C’est finalement Jean-Luc Martinez, jusqu’alors directeur du département des Antiquités grecques, étrusques et romaines du musée, qui succède à Henri Loyrette à la présidence du Louvre. Cette nomination attendue est le fruit d’une procédure qui reste opaque. L’Élysée a rappelé son intérêt pour le dossier.

PARIS - Depuis le 10 avril, Jean-Luc Martinez – ancien directeur du département des Antiquités grecques, étrusques et romaines du Louvre — est le nouveau président-directeur de l’établissemnt public du musée. Après Michel Laclotte et Pierre Rosenberg, c’est donc à nouveau un homme du sérail qui prend la tête de l’institution. Tel a été le choix exprimé une semaine auparavant par le président de la République pour succéder à Henri Loyrette. Cette nomination a mis fin aux spéculations du microcosme médiatique et culturel pronostiquant tour à tour Sylvie Ramond, directrice du Musée des beaux-arts de Lyon (préférée avec Jean-Luc Martinez par la ministre de la Culture), puis Laurent Le Bon, directeur du Centre Pompidou-Metz, dont le nom, un temps écarté, avait été remis en tête de liste par l’Élysée.

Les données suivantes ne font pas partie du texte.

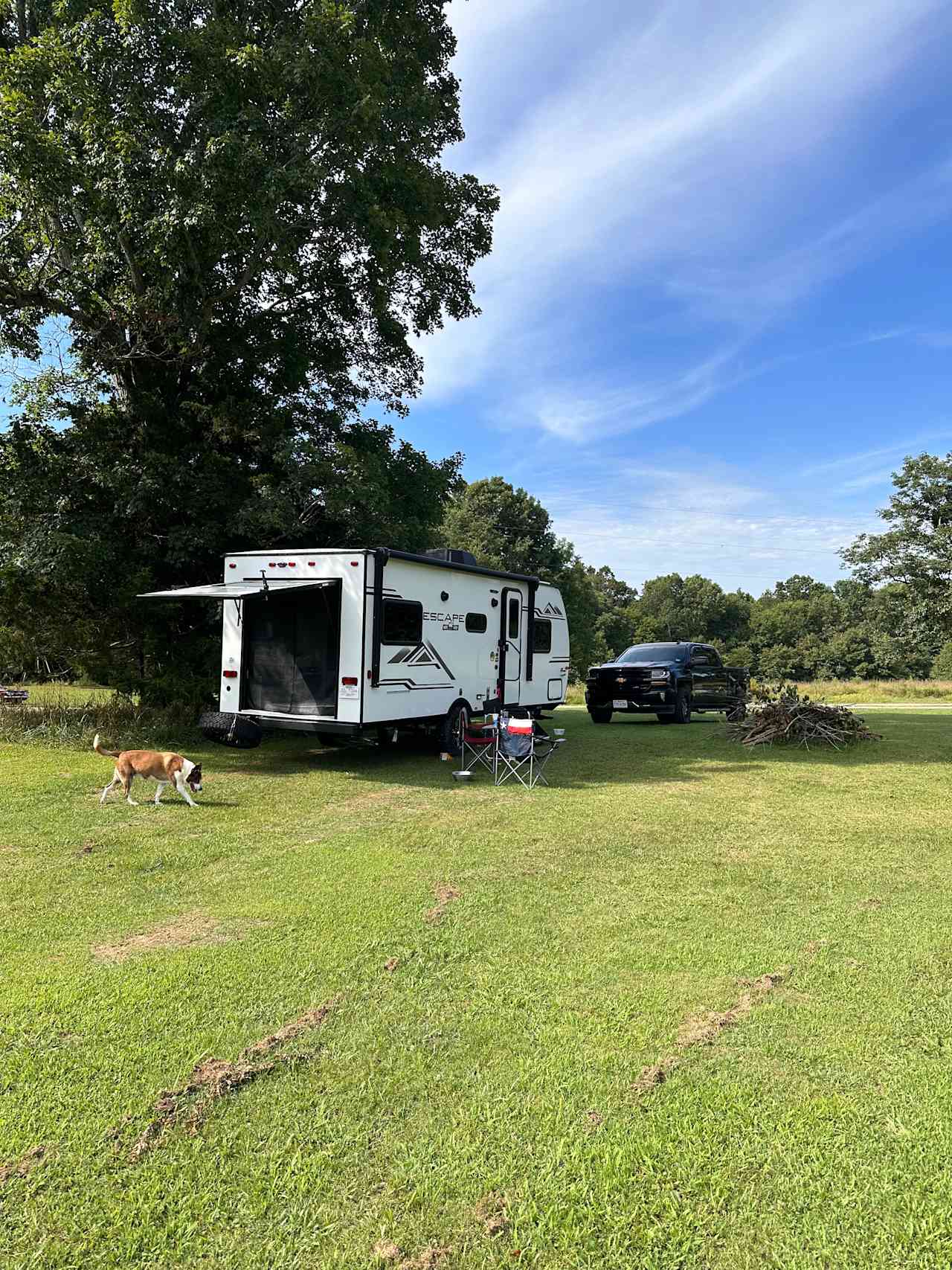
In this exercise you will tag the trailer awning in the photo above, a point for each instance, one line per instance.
(237, 589)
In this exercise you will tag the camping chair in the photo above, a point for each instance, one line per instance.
(477, 745)
(524, 751)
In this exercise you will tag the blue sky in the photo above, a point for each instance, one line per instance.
(718, 312)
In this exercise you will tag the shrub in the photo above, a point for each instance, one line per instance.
(942, 666)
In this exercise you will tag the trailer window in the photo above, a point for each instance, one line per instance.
(402, 623)
(515, 605)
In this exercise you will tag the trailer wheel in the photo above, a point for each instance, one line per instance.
(457, 716)
(230, 729)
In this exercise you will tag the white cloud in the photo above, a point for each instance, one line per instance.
(653, 521)
(684, 150)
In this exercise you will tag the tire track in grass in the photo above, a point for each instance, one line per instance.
(213, 1079)
(705, 1029)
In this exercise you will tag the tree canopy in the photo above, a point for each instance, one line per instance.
(242, 217)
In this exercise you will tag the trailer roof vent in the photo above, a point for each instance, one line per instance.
(452, 555)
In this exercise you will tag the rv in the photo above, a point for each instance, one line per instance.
(363, 644)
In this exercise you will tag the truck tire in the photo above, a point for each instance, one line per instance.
(230, 729)
(450, 728)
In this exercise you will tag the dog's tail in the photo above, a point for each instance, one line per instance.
(112, 754)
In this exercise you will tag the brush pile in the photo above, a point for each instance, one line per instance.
(779, 715)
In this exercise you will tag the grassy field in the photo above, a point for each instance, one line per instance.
(689, 1007)
(857, 691)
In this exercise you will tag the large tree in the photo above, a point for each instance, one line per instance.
(240, 217)
(916, 550)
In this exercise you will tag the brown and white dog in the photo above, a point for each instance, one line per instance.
(164, 767)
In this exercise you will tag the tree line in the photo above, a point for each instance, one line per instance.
(239, 219)
(891, 619)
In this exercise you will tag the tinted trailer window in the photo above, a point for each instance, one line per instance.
(292, 652)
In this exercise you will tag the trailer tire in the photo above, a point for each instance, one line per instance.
(450, 728)
(230, 729)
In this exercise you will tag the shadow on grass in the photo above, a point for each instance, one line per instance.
(626, 752)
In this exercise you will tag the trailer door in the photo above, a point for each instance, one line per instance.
(510, 647)
(291, 652)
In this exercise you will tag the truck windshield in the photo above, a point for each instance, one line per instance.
(655, 653)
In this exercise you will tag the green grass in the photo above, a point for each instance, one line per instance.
(663, 867)
(65, 693)
(857, 691)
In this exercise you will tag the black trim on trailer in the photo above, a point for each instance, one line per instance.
(363, 639)
(463, 568)
(380, 559)
(531, 632)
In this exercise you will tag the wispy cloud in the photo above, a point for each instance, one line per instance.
(692, 158)
(720, 526)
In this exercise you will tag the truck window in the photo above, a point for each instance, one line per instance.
(515, 605)
(542, 641)
(402, 621)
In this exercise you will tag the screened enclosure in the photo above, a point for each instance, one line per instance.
(292, 650)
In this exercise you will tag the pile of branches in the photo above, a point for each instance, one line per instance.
(779, 715)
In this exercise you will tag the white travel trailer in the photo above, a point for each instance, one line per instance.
(367, 641)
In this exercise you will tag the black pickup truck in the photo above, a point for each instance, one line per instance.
(666, 680)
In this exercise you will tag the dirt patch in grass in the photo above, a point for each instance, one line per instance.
(492, 1214)
(385, 1250)
(215, 1077)
(431, 1259)
(25, 1165)
(706, 1027)
(178, 934)
(445, 896)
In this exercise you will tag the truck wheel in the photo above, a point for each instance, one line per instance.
(457, 716)
(230, 729)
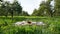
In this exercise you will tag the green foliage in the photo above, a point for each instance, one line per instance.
(52, 25)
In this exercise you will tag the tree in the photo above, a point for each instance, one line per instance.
(17, 7)
(35, 12)
(44, 9)
(24, 13)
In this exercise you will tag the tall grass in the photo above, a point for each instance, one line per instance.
(52, 25)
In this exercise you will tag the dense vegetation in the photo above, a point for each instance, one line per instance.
(11, 13)
(52, 25)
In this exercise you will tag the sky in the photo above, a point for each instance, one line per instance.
(29, 5)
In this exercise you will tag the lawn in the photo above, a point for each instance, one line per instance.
(52, 25)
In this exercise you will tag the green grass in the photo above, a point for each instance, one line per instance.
(52, 27)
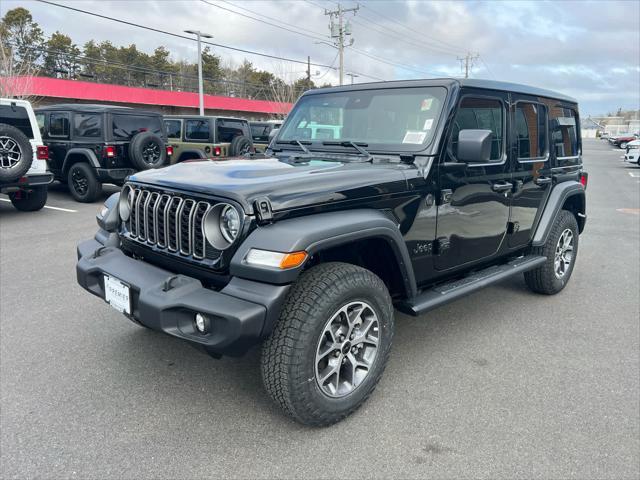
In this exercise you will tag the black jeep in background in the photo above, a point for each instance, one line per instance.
(94, 144)
(425, 191)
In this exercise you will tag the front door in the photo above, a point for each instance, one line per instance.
(473, 208)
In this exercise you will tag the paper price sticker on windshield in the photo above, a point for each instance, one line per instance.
(414, 136)
(426, 104)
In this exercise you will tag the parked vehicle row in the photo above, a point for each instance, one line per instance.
(23, 156)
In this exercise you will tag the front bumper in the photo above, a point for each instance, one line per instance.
(239, 315)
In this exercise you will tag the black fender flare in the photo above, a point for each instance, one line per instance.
(314, 233)
(557, 198)
(89, 154)
(199, 153)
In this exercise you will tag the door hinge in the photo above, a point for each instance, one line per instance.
(441, 246)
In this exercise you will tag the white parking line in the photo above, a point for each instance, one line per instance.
(48, 206)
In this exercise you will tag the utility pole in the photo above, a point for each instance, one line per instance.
(467, 63)
(200, 35)
(339, 30)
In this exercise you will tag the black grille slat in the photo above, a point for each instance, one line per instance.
(170, 222)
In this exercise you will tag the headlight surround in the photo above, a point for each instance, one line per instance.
(222, 225)
(125, 203)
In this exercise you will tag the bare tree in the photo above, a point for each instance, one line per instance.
(16, 78)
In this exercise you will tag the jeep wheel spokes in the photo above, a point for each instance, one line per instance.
(347, 349)
(564, 253)
(10, 153)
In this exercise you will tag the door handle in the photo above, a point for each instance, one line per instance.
(501, 187)
(543, 181)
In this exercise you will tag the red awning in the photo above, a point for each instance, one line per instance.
(101, 92)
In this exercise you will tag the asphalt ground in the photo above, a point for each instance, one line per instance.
(501, 384)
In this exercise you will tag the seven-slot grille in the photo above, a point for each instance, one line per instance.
(169, 222)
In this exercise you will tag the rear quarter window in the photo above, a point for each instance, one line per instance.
(126, 126)
(227, 129)
(17, 117)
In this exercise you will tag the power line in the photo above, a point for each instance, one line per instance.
(263, 21)
(455, 48)
(176, 35)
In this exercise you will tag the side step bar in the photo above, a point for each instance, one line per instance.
(447, 292)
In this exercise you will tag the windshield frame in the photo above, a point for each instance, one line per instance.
(383, 148)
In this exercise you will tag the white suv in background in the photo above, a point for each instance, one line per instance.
(23, 157)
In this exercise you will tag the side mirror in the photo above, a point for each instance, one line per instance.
(474, 146)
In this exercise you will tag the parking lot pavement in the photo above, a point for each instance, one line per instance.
(501, 384)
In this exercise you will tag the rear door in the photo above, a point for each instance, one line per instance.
(473, 210)
(531, 165)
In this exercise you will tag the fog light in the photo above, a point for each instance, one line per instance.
(201, 323)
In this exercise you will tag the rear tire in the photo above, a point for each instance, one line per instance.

Douze ans auparavant, la même fébrilité avait prévalu lors de la succession de Pierre Rosenberg qui avait alors publiquement opposé, au printemps 2001, Henri Loyrette, directeur du Musée d’Orsay, à Christiane Ziegler, conservatrice chargée du département des Antiquités égyptiennes au Louvre. Les conservateurs du musée, en particulier, étaient réticents à être dirigés par une personnalité extérieure à la maison, qui plus est, relativement jeune. Henri Loyrette avait alors 49 ans. Dans une institution où la promotion interne était la règle, le choix du président Jacques Chirac en sa faveur avait fait figure de première, bien que la nomination d’Henri Loyrette ait bénéficié de la cooptation par le président-directeur sortant, comme le voulait là encore la tradition.

Nouvelle règle
Sous la présidence de François Hollande, fébrilité identique mais changement de procédure. La ministre de la Culture, désireuse de la rendre plus transparente et aussi de reprendre la main sur une institution qui lui a échappé, a initié une nouvelle règle. Pour la première fois dans l’histoire du recrutement du chef d’une grande institution culturelle, ont eu lieu appel à candidatures, notification des profils recherchés et des objectifs, dépôt de projets et rencontres par le cabinet d’Aurélie Filippetti d’une dizaine de candidats, avant que la ministre elle-même ne rencontre Jean-Luc Martinez, Sylvie Ramond et Michel Hilaire, directeur du Musée Fabre à Montpellier. Autrement dit les trois personnes en tête de la « short list » remise par le ministère de la Culture à Matignon et à l’Élysée, instance suprême de l’exécutif avec lesquels, dit-on du côté de la Rue de Valois, « le ministère a entretenu des échanges depuis le début de la procédure parce qu’on s’entend bien, on s’apprécie et on se fait confiance. » Déceler des jeux d’influence entre le ministère et le cabinet de la présidence est erroné, précise-t-on. « Les discussions ont été simples, franches. »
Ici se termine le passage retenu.